It takes a lifetime, as well as a remarkable life, to write a book like Wandering in Darkness. Eleonore Stump asks: Is it possible in the face of suffering to believe in a God who is omniscient, omnipotent and perfectly morally good? She relentlessly explores this inquiry not only by helping us to see that the question itself must be questioned, but by applying to the query her extraordinary erudition, a gift for philosophical and analytical clarity, and what must be hard-won and profound theological judgments.

This is not a book to give someone who is in the midst of problems that are making that person wonder if God is a good God. Rather, it is written for anyone who may think they would like to write a book for people who are in the midst of a crisis of faith occasioned by suffering. Stump is a well-trained analytical philosopher and is equally well schooled in the thought of Thomas Aquinas. She nicely exhibits adherence to the advice often given to those so trained: when confronted by what seems to be a difficulty that cannot be solved, make a distinction. These distinctions are never ends in themselves, but they help us to think more clearly about how suffering challenges our belief in God.
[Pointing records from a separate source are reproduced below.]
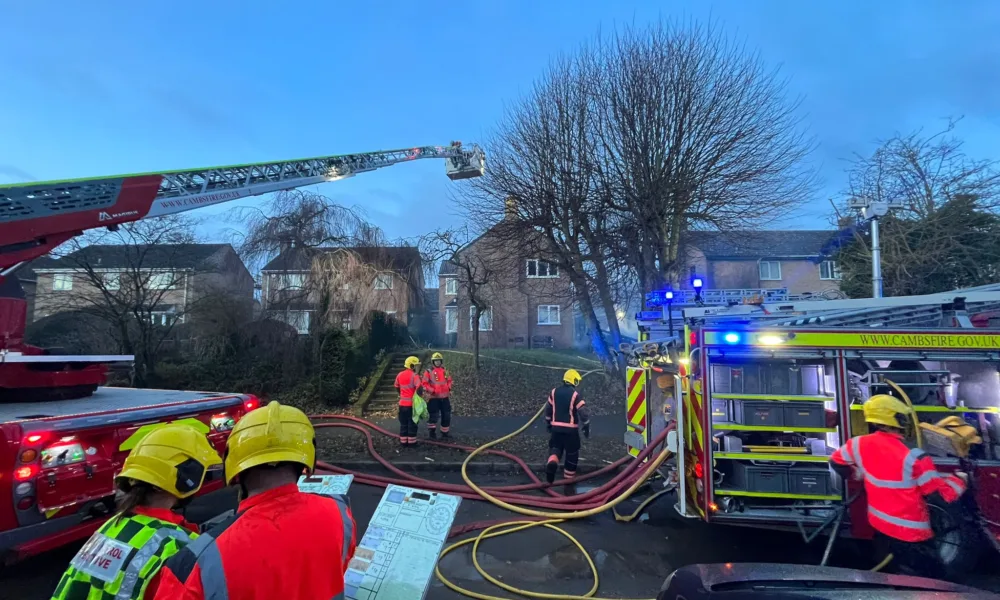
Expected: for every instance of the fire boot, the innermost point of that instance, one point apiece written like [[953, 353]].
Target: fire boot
[[551, 467]]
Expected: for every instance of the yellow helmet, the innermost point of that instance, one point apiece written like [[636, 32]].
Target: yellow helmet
[[885, 410], [273, 434], [173, 457]]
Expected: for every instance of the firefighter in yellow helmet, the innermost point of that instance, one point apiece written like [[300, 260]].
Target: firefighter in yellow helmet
[[282, 543], [122, 559], [897, 481], [565, 416], [437, 381]]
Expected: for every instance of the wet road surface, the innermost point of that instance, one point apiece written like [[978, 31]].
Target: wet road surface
[[633, 559]]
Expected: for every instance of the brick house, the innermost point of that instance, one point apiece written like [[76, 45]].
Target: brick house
[[762, 260], [344, 283], [530, 302], [176, 278]]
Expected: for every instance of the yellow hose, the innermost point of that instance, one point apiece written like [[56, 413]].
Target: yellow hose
[[552, 519]]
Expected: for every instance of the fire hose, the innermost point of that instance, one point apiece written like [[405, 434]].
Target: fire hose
[[622, 485]]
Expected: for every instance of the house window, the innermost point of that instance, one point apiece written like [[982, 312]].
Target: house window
[[770, 270], [548, 314], [62, 282], [112, 281], [161, 281], [485, 318], [829, 269], [540, 269], [293, 281]]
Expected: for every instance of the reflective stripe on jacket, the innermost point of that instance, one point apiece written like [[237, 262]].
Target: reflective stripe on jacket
[[896, 480], [120, 560], [283, 544], [438, 382], [407, 382], [565, 408]]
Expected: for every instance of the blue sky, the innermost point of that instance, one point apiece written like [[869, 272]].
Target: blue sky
[[100, 88]]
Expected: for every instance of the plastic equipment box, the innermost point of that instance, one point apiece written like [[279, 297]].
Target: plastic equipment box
[[804, 414], [766, 413], [759, 478], [812, 480]]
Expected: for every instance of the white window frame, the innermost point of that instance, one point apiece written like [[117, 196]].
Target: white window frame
[[112, 281], [771, 265], [552, 270], [485, 315], [547, 309], [833, 271], [156, 281], [62, 282]]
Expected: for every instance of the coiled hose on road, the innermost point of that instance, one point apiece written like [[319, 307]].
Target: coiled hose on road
[[622, 485]]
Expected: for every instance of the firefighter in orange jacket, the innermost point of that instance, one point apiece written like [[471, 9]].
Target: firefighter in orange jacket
[[565, 416], [408, 383], [282, 543], [897, 481], [438, 382]]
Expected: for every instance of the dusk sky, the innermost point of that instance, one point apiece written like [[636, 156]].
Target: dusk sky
[[101, 88]]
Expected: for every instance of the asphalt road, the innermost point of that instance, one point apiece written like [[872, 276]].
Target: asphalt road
[[633, 559]]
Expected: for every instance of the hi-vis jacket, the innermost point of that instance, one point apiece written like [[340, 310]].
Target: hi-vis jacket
[[407, 382], [122, 559], [565, 409], [438, 382], [896, 480], [283, 544]]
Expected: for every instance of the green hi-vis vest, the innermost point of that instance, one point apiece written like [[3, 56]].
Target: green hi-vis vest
[[118, 561]]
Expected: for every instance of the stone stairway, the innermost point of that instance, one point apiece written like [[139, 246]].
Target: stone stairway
[[385, 396]]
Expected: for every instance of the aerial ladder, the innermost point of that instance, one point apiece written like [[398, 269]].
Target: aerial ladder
[[37, 217]]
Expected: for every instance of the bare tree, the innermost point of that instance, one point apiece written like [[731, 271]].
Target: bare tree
[[131, 279]]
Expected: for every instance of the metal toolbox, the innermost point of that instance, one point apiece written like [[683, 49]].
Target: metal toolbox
[[763, 413], [759, 478], [811, 480], [804, 414]]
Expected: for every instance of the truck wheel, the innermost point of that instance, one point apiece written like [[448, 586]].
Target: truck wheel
[[958, 540]]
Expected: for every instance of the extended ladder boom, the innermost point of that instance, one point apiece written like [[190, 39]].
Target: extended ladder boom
[[36, 217]]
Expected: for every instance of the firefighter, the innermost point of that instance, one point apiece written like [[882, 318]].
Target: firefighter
[[408, 383], [281, 543], [438, 382], [897, 481], [565, 415], [122, 559]]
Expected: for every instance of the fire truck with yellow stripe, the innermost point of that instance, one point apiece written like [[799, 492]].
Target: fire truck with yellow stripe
[[768, 389]]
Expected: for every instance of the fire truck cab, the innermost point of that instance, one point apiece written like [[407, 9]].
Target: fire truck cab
[[768, 392]]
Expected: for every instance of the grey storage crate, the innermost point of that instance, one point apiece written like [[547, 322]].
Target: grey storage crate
[[811, 480], [756, 412], [804, 414], [759, 478]]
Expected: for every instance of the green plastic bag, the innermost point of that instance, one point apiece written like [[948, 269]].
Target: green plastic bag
[[419, 409]]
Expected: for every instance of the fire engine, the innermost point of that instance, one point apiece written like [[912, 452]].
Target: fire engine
[[63, 436], [768, 389]]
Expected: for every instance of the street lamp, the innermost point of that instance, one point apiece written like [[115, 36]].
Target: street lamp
[[873, 210]]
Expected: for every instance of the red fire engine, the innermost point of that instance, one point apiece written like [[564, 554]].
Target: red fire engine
[[767, 391], [62, 436]]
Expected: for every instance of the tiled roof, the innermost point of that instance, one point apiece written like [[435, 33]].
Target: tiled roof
[[152, 256], [760, 244]]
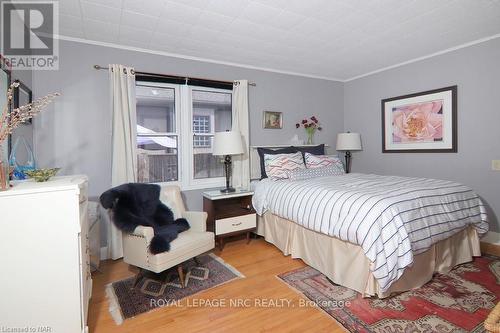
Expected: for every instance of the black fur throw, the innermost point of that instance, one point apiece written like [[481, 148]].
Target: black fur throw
[[139, 204]]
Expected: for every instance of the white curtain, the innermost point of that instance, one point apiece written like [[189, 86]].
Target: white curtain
[[241, 163], [124, 158]]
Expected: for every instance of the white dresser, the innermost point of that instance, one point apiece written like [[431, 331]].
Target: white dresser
[[45, 281]]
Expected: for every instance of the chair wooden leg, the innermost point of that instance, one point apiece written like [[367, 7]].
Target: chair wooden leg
[[138, 278], [181, 275]]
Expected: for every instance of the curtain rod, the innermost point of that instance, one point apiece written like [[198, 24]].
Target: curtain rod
[[97, 67]]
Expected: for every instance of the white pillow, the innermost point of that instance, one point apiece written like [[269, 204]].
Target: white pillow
[[321, 161], [278, 166], [301, 174]]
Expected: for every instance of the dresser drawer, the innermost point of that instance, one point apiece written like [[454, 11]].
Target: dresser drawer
[[232, 224]]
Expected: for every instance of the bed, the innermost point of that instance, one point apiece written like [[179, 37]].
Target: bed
[[374, 234]]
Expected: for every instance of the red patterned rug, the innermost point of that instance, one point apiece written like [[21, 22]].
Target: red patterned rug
[[455, 302]]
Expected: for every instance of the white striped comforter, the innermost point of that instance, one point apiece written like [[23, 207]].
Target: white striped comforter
[[391, 218]]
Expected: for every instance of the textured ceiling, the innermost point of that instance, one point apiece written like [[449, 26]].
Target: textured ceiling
[[335, 39]]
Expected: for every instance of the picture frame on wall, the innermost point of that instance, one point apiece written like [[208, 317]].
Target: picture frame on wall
[[22, 95], [272, 120], [424, 122], [5, 77]]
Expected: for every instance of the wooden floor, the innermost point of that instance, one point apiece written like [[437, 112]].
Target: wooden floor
[[259, 261]]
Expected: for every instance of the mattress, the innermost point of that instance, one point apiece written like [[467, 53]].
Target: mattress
[[392, 219], [345, 263]]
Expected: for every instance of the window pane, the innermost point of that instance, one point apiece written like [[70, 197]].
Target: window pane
[[157, 159], [211, 113], [156, 108]]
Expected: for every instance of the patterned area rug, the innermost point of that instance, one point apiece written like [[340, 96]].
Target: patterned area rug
[[455, 302], [153, 292]]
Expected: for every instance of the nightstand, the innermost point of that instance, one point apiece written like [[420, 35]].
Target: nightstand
[[229, 214]]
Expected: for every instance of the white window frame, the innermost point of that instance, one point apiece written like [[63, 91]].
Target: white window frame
[[185, 136], [192, 183]]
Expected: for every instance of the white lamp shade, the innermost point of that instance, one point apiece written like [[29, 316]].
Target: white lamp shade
[[227, 143], [348, 141]]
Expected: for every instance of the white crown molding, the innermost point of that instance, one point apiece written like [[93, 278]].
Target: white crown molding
[[451, 49], [186, 57], [234, 64]]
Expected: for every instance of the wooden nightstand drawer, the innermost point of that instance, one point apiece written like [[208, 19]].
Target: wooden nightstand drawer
[[232, 224]]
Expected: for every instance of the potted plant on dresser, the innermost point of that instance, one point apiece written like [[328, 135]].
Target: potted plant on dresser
[[311, 125]]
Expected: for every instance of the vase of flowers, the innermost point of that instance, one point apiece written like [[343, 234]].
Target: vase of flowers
[[311, 125], [4, 173], [9, 121]]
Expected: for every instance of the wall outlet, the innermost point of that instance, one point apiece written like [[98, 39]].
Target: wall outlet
[[495, 165]]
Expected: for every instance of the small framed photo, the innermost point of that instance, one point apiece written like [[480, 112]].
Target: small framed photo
[[424, 122], [273, 120]]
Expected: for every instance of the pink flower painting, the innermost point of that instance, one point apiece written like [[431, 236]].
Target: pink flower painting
[[419, 122]]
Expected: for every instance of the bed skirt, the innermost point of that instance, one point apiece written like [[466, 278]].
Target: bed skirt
[[345, 263]]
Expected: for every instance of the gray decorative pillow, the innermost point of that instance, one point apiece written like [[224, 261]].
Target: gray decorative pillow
[[302, 174]]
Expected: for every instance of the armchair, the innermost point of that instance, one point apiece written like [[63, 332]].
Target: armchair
[[187, 245]]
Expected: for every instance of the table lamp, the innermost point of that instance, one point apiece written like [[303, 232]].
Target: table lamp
[[227, 144], [348, 142]]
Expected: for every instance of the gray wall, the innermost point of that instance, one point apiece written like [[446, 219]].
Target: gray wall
[[476, 71], [75, 133]]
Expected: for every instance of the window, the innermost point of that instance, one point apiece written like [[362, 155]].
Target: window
[[175, 129], [201, 126]]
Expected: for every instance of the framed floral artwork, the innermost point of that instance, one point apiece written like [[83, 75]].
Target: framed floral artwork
[[272, 120], [424, 122]]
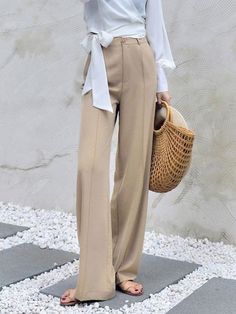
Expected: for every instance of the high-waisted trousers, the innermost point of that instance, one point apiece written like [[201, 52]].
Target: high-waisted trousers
[[111, 232]]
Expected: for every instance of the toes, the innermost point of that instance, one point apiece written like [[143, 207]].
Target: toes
[[66, 295]]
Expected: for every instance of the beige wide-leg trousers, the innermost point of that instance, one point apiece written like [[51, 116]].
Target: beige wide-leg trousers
[[111, 232]]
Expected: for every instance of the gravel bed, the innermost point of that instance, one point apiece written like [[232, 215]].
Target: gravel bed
[[56, 229]]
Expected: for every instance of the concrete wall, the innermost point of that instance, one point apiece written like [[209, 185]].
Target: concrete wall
[[40, 87]]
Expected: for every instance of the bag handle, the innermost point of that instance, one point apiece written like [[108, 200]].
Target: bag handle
[[169, 116]]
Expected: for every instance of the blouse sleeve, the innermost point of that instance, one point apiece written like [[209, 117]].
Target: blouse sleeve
[[158, 39]]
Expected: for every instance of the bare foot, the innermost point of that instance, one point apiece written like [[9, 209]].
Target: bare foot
[[130, 286]]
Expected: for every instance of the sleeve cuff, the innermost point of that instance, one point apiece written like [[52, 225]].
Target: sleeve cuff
[[162, 84]]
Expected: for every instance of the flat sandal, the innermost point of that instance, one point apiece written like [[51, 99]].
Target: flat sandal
[[127, 289], [70, 303]]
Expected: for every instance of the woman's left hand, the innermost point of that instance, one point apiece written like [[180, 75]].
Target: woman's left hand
[[164, 96]]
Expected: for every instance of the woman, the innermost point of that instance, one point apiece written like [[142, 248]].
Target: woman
[[128, 49]]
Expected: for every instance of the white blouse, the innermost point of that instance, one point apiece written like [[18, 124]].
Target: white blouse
[[106, 19]]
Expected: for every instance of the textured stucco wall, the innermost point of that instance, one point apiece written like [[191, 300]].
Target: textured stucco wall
[[40, 75]]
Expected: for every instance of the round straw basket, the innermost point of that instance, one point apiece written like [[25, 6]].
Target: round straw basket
[[171, 153]]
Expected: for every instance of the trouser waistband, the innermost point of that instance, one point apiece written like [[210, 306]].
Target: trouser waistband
[[128, 40]]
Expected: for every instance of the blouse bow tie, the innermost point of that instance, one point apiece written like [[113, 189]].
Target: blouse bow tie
[[100, 91]]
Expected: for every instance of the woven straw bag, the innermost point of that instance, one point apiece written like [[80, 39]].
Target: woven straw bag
[[171, 153]]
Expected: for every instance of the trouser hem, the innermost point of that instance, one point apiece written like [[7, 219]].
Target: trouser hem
[[96, 295]]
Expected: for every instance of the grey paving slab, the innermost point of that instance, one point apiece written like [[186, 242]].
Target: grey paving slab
[[155, 274], [217, 296], [27, 260], [7, 230]]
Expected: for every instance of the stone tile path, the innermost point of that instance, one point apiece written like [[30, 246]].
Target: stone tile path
[[41, 258]]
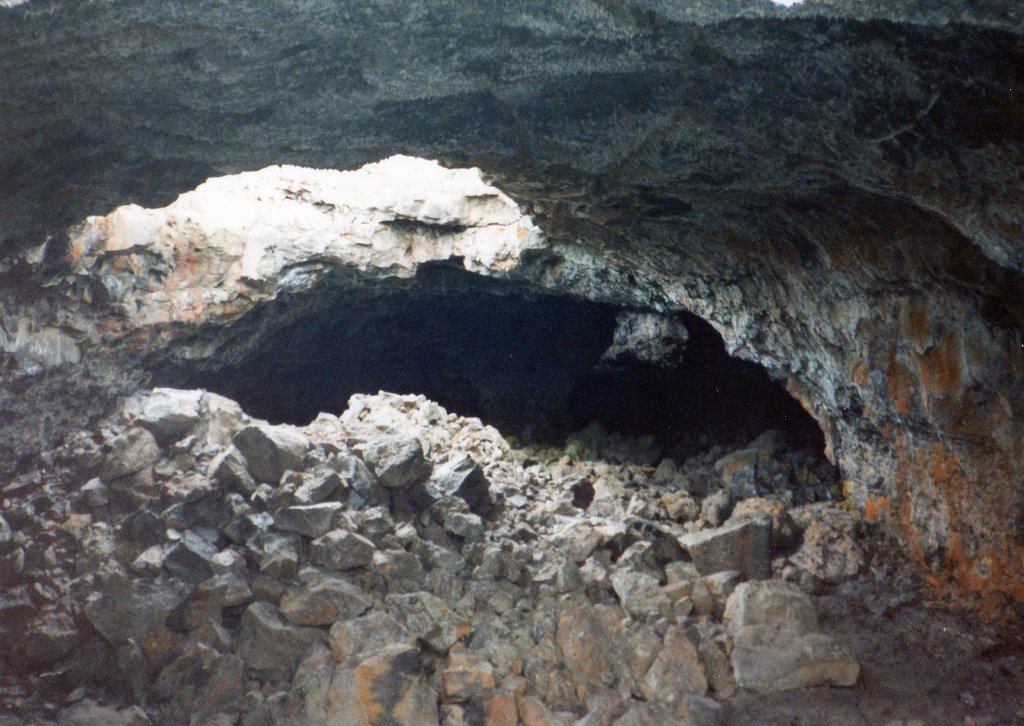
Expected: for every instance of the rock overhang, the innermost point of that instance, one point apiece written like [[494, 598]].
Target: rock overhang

The heart of Wandering in Darkness is the telling of four stories of suffering from scripture: Job, Samson, Abraham and Mary of Bethany. Stump prepares readers for the significance of these stories by beginning her book with a careful and very interesting argument about why the knowledge we gain from narratives cannot be gained from the analytical philosopher's attempt to restrict what can be known to "knowledge of that." In a characteristic imaginative move she distinguishes between narrative and analytical knowledge, suggesting that the latter knowledge is Domini­can and the former is Franciscan.